NuSTAR X-ray instrument to home in on the mysteries of space we can't quite see now.
A new space telescope due to launch Wednesday aims to shed a bright light on some of the darkest and most mysterious parts of the universe.
NASA's Nuclear Spectroscopic Telescope Array (NuSTAR)
spacecraft is set to launch at 11:30 a.m. EDT from an Orbital Sciences
Pegasus XL rocket to be carried aloft by a carrier plane from the
Kwajalein Atoll in the Pacific Ocean.
An artist's concept of NuSTAR on orbit. NuSTAR has two identical optics modules in order to increase sensitivity. The background is an image of the galactic center obtained with the Chandra X-ray Observatory. |
About seven days after the spacecraft reaches orbit, it will extend a 33-foot (10-meter) mast to separate two light-collecting X-ray optic units to a focal point where a camera will be placed. Each of these optics units contains 133 nested layers of glass intended to catch as much light as possible, and to produce the precise geometry to deflect light rays to exactly the right point at the other end of the long mast.
The instrument is designed to home in on the volatile, energetic
areas around black holes and the leftovers from stellar supernova
explosions. [ Gallery: NASA's Black Hole Hunting Space Telescope ]

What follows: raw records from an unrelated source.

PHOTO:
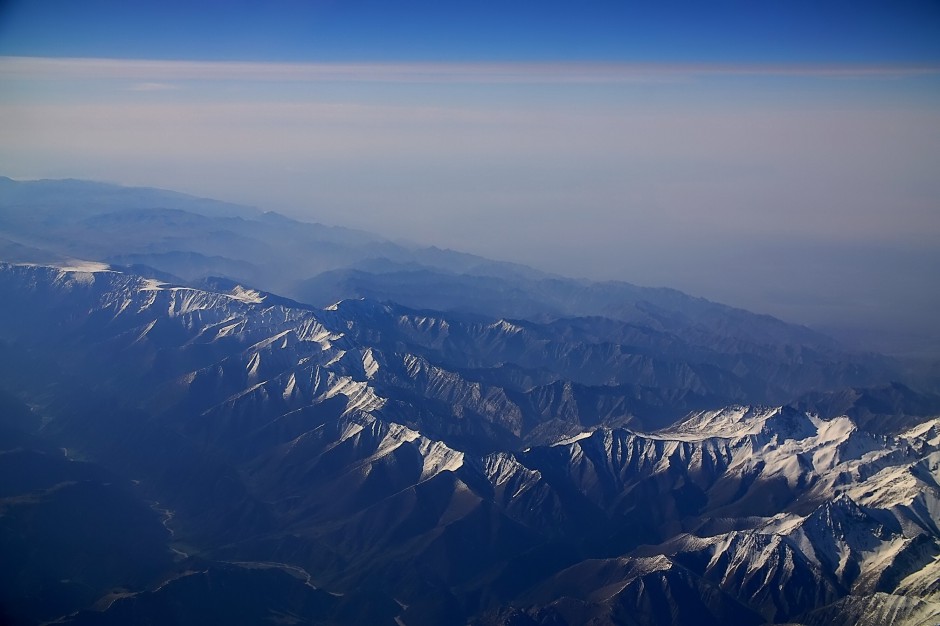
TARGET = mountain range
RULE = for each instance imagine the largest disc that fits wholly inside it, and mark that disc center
(216, 414)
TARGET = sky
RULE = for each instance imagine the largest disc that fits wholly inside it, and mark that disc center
(779, 156)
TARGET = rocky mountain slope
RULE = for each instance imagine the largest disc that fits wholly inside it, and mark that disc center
(370, 462)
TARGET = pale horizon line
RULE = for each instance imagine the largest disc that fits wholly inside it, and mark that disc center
(548, 72)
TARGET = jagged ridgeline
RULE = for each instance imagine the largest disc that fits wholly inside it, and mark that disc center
(182, 454)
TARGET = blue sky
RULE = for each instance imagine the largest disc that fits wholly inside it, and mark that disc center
(780, 156)
(548, 30)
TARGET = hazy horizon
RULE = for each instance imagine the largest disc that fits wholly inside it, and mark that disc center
(757, 158)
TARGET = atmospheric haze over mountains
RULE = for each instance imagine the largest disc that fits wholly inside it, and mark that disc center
(805, 192)
(499, 313)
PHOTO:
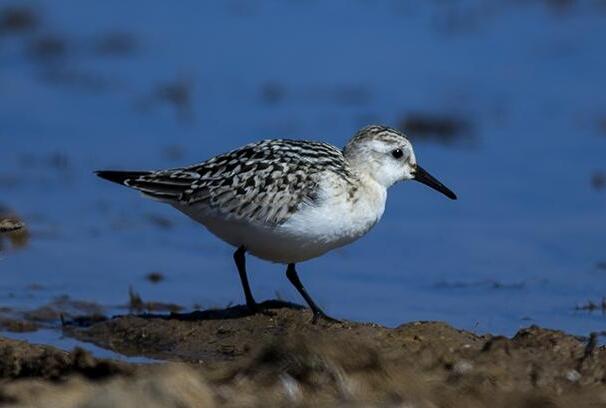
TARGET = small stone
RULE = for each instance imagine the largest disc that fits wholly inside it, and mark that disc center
(462, 367)
(572, 375)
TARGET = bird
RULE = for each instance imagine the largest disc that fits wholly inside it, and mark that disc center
(287, 201)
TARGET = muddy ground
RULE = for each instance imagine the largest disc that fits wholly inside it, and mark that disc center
(230, 358)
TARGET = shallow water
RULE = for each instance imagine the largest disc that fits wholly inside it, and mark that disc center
(48, 336)
(520, 246)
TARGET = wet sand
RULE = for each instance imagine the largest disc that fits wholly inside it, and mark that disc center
(227, 357)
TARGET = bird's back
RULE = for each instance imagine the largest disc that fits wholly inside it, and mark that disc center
(263, 182)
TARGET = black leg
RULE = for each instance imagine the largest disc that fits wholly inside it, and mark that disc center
(291, 274)
(239, 257)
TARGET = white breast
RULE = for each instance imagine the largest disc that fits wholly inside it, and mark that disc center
(337, 220)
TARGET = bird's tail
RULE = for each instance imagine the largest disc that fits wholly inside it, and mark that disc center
(121, 177)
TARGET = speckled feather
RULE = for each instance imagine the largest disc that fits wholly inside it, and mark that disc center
(266, 181)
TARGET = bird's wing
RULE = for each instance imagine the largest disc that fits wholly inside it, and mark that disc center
(265, 181)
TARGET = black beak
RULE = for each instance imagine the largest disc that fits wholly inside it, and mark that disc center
(424, 177)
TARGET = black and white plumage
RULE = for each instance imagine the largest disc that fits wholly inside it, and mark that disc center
(288, 200)
(263, 182)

While black holes themselves
are invisible (they are regions where gravity is so strong even light
cannot escape), the areas around them are often exceptionally bright, as
mass is lured in on its way to being swallowed, and gives up some of
its energy in the form of heat and light.
"It's the innermost orbits before the material plunges and is lost forever from view that we're looking at," said NuSTAR 's principal investigator, Fiona Harrison of Caltech, during a Monday news briefing.
By looking at these intense regions, scientists hope to better
understand the formation of the extremely large black holes thought to
inhabit most galaxies. The Milky Way itself is thought to host a
supermassive black hole 4 million times the mass of the sun in its
center, though astronomers have a tough time gathering precise data from
this region; this, too, NuSTAR aims to improve.
"We can put this puzzle together, understanding how the black holes
and the galaxies grow together and influence one another," Harrison
said.
NuSTAR isn't the first X-ray space telescope ever launched, but it
treads new ground compared to NASA's Chandra X-ray Space Telescope and
Europe's XMM-Newton, both of which also observe in the short-wavelength
X-ray range of light.
"NuSTAR operates at X-ray energies that are higher than Chandra or
XMM-Newton, so by having NuSTAR we can cover a much broader region of
the X-ray spectrum," Harrison said. "NuSTAR is really synergistic with
these other X-ray telescopes, but it will be the first to extend
sensitivity into the high-energy X-ray band. We can study regions that
are hotter, where particles are accelerated very close to the speed of
light."
The school bus-size NuSTAR cost about $165 million, and is one of NASA's relatively low-cost Small Explorer missions.